DB Breweries is a New Zealand brewing company founded in 1930 by Sir Henry Kelliher and Morton Coutts in Auckland. Asia Pacific Breweries acquired 90% of DB Breweries in 2004.

There are several beers produced under the DB brand, including DB Draught, a 4% amber coloured lager and Export Gold, a 4% pale lager.

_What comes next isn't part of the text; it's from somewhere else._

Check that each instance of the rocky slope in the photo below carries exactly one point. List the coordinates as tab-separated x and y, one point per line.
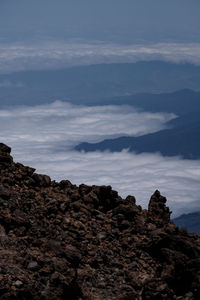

Export Gold was first brewed as DB Export as a result of the "Black Budget" from then Minister of Finance Arnold Nordmeyer which imposed extremely high duty on imported premium lagers, though the extent to which the 'black budget' influenced the creation of DB Export is currently under dispute. DB Export was initially brewed as a 5.4% premium lager and with "Export" in the title to compete with international premium lagers. In 1994, the name was changed from DB Export to DB Export Gold, and in 1998 to simply Export Gold.

====Tui Brewery====
The Tui Brewery was established in 1889 in Mangatainoka in the Wairarapa region of North Island New Zealand by Henry Wagstaff and Edward Lyons Russell; it was taken over by DB Breweries in 1969. The brewery tower is shown in advertising campaigns for Tui Beer which feature a statement, such as "War will bring peace" followed by the dismissive tag line "Yeah right". Tui East India Pale Ale (Tui), a 4% amber lager, is the main brand.

====Monteith's====
Monteith's Brewery Company was originally a family-owned brewery on New Zealand's South Island West coast. DB Breweries bought it and closed its Greymouth brewery in 2001; this was since reopened, however, and production also takes place at Auckland.